For more information about obtaining the source and citing its use, see the MALLET home page.
This documentation is intended as a brief tutorial for using the command line classification facilities in Mallet. These facilities are available in MALLET version 0.3 or later, and in CVS versions after March 1, 2004.
The examples on this page assume that you have compiled mallet and and that mallet-install-directory>/mallet/bin is on your path. Several of the examples also assume that you have downloaded the 20_newsgroups data set, unpacked it in your home directory, and therefore that its files are available in the directory ~/20_newsgroups.
You can obtain on-line documentation of each MALLET command-line program by specifying the --help option. The --help option is useful checking the latest details of particular options, but does not provide a tutorial or an overview of MALLET's use.
Before performing classification or diagnostics with MALLET, you must first convert your data into a list of feature vectors. Data may be in a single list that is split at classification time into training and testing portions, or the user may manually create two lists.
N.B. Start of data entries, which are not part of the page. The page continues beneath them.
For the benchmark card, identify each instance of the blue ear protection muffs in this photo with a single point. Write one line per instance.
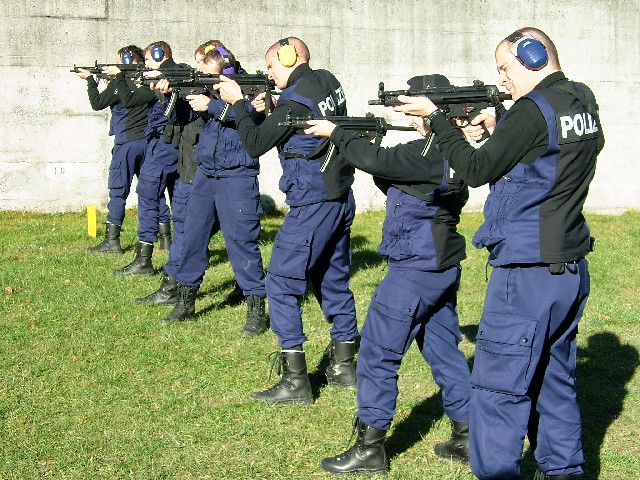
(127, 58)
(287, 54)
(530, 52)
(157, 53)
(227, 67)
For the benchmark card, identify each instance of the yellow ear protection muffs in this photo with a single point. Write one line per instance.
(530, 52)
(287, 54)
(157, 53)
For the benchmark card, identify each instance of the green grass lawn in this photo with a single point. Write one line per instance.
(92, 387)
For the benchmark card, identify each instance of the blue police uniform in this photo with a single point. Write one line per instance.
(189, 137)
(417, 298)
(523, 380)
(225, 196)
(127, 126)
(158, 174)
(159, 171)
(313, 242)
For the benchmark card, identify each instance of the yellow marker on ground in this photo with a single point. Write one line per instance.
(91, 221)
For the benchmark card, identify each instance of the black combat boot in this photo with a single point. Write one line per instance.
(366, 456)
(541, 476)
(167, 293)
(294, 387)
(256, 319)
(164, 236)
(141, 264)
(111, 242)
(341, 370)
(185, 308)
(457, 447)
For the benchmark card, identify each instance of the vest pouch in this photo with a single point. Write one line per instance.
(290, 259)
(390, 317)
(503, 355)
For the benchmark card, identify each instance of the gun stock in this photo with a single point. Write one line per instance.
(370, 127)
(191, 82)
(131, 69)
(463, 103)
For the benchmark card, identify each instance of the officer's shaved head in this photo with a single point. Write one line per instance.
(301, 48)
(552, 51)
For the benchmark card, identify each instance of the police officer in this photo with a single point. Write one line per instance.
(539, 163)
(188, 136)
(313, 242)
(416, 300)
(158, 172)
(225, 196)
(127, 127)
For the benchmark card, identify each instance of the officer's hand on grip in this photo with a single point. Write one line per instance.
(229, 90)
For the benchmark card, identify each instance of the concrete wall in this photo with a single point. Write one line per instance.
(54, 151)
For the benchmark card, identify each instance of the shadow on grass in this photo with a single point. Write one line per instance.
(604, 368)
(363, 259)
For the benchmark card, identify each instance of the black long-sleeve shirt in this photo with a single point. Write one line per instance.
(259, 139)
(520, 140)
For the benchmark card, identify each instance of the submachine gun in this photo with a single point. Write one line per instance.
(187, 81)
(463, 103)
(132, 70)
(370, 127)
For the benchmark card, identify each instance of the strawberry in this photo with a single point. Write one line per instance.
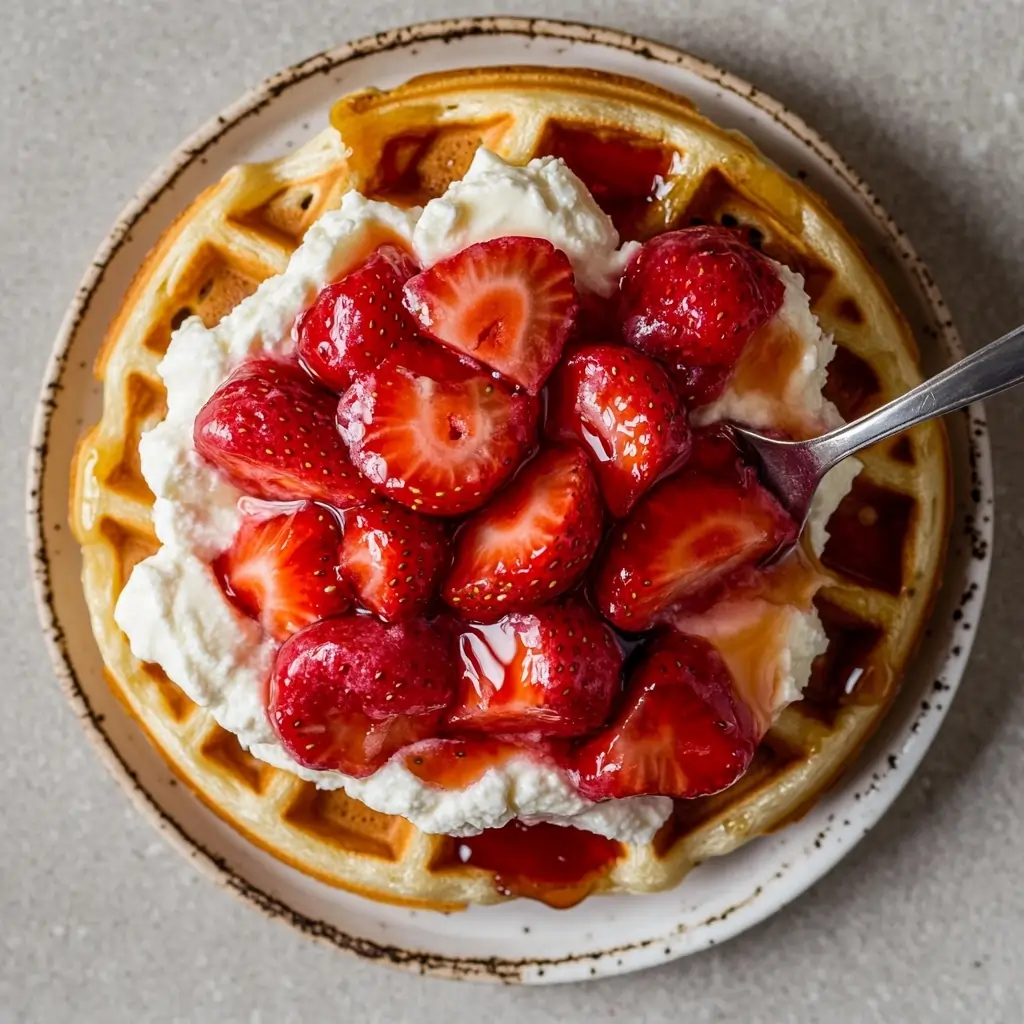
(695, 296)
(346, 693)
(354, 323)
(269, 429)
(509, 303)
(282, 567)
(681, 732)
(393, 559)
(437, 444)
(622, 407)
(531, 543)
(554, 672)
(684, 539)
In the most basic setting, the text data should be in plain text files, one file per document. No special tags are needed at the beginning or end of documents. Thus, for example, you should be able to index a directory of UseNet articles or MH mailboxes without any preprocessing.
The files should be organized in directories, such that all documents with the same class label are contained within a directory. (MALLET does not directly support classification tasks in which individual documents have multiple class labels. We recommend handling this as a series of binary classification tasks.)
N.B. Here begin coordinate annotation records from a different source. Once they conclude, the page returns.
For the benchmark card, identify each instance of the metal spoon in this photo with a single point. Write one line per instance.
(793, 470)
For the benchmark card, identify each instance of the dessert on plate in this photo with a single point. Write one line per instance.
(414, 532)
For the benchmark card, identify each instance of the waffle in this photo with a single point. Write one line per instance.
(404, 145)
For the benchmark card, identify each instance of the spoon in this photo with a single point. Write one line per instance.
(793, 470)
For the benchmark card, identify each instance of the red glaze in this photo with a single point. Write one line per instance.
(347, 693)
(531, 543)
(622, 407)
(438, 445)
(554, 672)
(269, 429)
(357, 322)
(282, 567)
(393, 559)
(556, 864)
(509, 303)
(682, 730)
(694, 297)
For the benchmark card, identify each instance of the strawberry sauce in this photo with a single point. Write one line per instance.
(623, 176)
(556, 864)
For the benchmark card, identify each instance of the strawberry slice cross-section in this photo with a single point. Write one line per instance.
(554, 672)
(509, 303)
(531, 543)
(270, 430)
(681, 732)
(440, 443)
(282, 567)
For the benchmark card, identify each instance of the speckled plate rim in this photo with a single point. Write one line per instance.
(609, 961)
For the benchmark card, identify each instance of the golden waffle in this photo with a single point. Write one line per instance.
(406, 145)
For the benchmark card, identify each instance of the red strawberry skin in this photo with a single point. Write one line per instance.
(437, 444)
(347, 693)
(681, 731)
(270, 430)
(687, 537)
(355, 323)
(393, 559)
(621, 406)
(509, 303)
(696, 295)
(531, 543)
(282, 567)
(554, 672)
To build a list of feature vectors from documents, use the text2vectors command. The --input option specifies a list of directory names, one directory per class. The --output option specifies the name of the file to put the feature vectors into. The command generates one feature vector per document, where each word is a dimension in the vector and the value of the vector at each position is the count of that word in the document. For example, to build a model that distinguishes among the three talk.politics classes of 20_newsgroups, (and store the feature vectors in the file news.vectors), invoke text2vectors like this:
text2vectors --input ~/20_newsgroups/talk.politics.* --skip-header --output news2.vectorswhere ~/20_newsgroups/talk.politics.* would be expanded by the shell like this:
~/20_newsgroups/talk.politics.guns ~/20_newsgroups/talk.politics.mideast ~/20_newsgroups/talk.politics.miscand --skip-header specifies that only text occurring after two blank lines will be accepted from each document.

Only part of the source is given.